Streit über Tonfall Koglers

Die Debatte zur Steuerreform erfolgte über weite Strecken mit spürbar angezogener Bremse – alle Fraktionen schienen sich die Kräfte für die nachfolgende Debatte über die Impfpflicht zu sparen. Für Aufregung sorgte aber eine Replik von Vizekanzler Kogler auf eine Wortmeldung der SPÖ-Justizsprecherin Selma Yildirim.

Sinngemäß warf er ihr vor, ihre Kritik an der Steuerreform mit überholten Zahlen zu untermauern. „Gehen Sie da – bei allem Respekt – nicht heraus und erzählen das, was Sie sich sowieso aufgeschrieben haben – nur hat es halt mit der Steuerreform nichts zu tun.“

Kogler-Sager sorgt für Aufregung

Eine Replik von Vizekanzler Werner Kogler (Grüne) auf die SPÖ-Abgeordnete Selma Yildirim löste eine kurze, aber heftige Debatte über Stil und Respekt im Hohen Haus aus.

Der FPÖ-Abgeordnete Martin Graf warf Kogler herablassendes, despektierliches, stammtischartiges Verhalten gegenüber den Abgeordneten vor und forderte, der Umgangston von Regierungsmitgliedern gegenüber dem Parlament müsse in der Präsidiale besprochen werden. Auch SPÖ-Abgeordnete Gabriele Heinisch-Hosek kritisierte Kogler für seine Wortwahl scharf.

NEOS-Klubchefin Beate Meinl-Reisinger mahnte beide Seiten zu einer Mäßigung im Ton und betonte, sie habe das auch von FPÖ-Regierungsmitgliedern in der Vergangenheit erlebt.

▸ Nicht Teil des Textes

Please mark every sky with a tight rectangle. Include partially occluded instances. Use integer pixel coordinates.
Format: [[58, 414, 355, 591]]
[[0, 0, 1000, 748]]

Die FPÖ solle sich da vielmehr selbst besonders an der Nase nehmen, wenn sie selbst eben „Volksvertreter als Volksverräter bezeichnet“ habe.

Dem schloss sich Grünen-Klubchefin Sigrid Maurer an, die zudem Kogler verteidigte und betonte, dieser höre den Abgeordneten zu und gehe direkt auf deren Einwendungen ein. Dass das Regierungsmitglieder oft nicht täten, sei in der Vergangenheit wiederholt im Plenum beklagt worden, so Maurer.

Weitere Steuerbeschlüsse

Neben der ökosozialen Steuerreform wurden weitere Steuerreformen beschlossen: Mit Juli soll zuerst die zweite Einkommenssteuer-Tarifstufe von 35 Prozent auf 30 Prozent gesenkt werden. Umgesetzt wird das zunächst mit einem Mischsteuersatz von 32,5 Prozent. Der Sozialversicherungsbonus wird von bisher 400 auf maximal 650 Euro pro Jahr erhöht. Für Senioren wird der Pensionistenabsetzbetrag auf künftig 825 Euro bzw. 1.214 Euro (bisher 600 Euro bzw. 964 Euro) angehoben.

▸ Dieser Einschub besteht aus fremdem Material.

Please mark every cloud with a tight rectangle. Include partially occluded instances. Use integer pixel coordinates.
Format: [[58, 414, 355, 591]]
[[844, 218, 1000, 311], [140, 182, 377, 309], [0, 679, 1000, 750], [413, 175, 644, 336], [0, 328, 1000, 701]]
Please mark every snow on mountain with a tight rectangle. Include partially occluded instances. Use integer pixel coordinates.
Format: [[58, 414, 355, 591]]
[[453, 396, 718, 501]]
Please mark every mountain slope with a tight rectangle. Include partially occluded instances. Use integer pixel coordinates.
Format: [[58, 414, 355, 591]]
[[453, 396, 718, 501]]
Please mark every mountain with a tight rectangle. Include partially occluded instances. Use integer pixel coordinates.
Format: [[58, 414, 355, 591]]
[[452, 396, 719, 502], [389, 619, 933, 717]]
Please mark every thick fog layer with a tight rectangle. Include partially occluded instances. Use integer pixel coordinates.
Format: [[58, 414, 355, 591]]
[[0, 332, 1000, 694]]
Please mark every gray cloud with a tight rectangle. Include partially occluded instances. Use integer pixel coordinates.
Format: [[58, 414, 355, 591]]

Der Familienbonus wird ab Juli von 1.500 auf 2.000 Euro pro Kind erhöht. Für Kinder ab dem 18. Geburtstag soll er von derzeit 500 auf 650 Euro pro Jahr aufgestockt werden. Der Kindermehrbetrag wird von 250 auf 450 Euro pro Kind und Jahr angehoben. Zudem soll er auf alle wenig verdienenden Erwerbstätigen (bisher nur Alleinerzieher bzw. Alleinverdiener) mit Kindern ausgeweitet und als Negativsteuer ausbezahlt werden.

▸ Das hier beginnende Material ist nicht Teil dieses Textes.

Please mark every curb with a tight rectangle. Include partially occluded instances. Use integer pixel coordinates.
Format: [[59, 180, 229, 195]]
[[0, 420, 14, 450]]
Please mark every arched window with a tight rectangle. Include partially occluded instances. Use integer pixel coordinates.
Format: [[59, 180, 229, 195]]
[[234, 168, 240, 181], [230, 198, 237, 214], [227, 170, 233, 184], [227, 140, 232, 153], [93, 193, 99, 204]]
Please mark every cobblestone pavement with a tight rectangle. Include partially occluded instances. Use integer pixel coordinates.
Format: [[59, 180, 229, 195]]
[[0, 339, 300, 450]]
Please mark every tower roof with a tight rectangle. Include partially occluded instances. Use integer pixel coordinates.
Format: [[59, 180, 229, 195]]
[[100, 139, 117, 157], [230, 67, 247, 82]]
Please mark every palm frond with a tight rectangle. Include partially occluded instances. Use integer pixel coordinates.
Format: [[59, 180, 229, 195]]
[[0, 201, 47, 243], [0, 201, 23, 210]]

Lob und Tadel von Expertin

WIFO-Steuerexpertin Margit Schratzenstaller bewertete die Einführung der CO2-Steuer als unverzichtbares Klimaschutzinstrument. Gleichzeitig betonte sie, dass der Preis zu niedrig sei, um „großartige Lenkungseffekte“ auszulösen. Sie verlangte weiters die Abschaffung des Dieselprivilegs, eine Reform der Pendlerregelung und weiterer ökologisch schädlicher Ausnahmen. Hier habe die Regierung noch „einige Hausaufgaben zu erledigen.“

Stärkere Entlastung niedriger Einkommen nötig

Zum Entlastungseffekt betonte Schratzenstaller, dass man niedrigere Einkommen noch stärker entlasten müsse. Der Budgetdienst des Parlaments war in seiner Berechnung zum Schluss gekommen, dass die mittleren Einkommen am stärksten von den Reformen profitieren werden. Für Schratzenstaller ist eine stärkere Entlastung der niedrigen Einkommen nicht nur eine Frage der Gerechtigkeit, sondern auch eine „Frage der Arbeitsanreize“.

Zur Kritik der Opposition, dass die kalte Progression nicht abgeschafft wird, sagte Schratzenstaller, dass man in diesem Fall fairerweise auch über eine automatische Inflationsanpassung bei den absoluten Steuern – wie der Mineralölsteuer und der CO2-Steuer – reden müsste.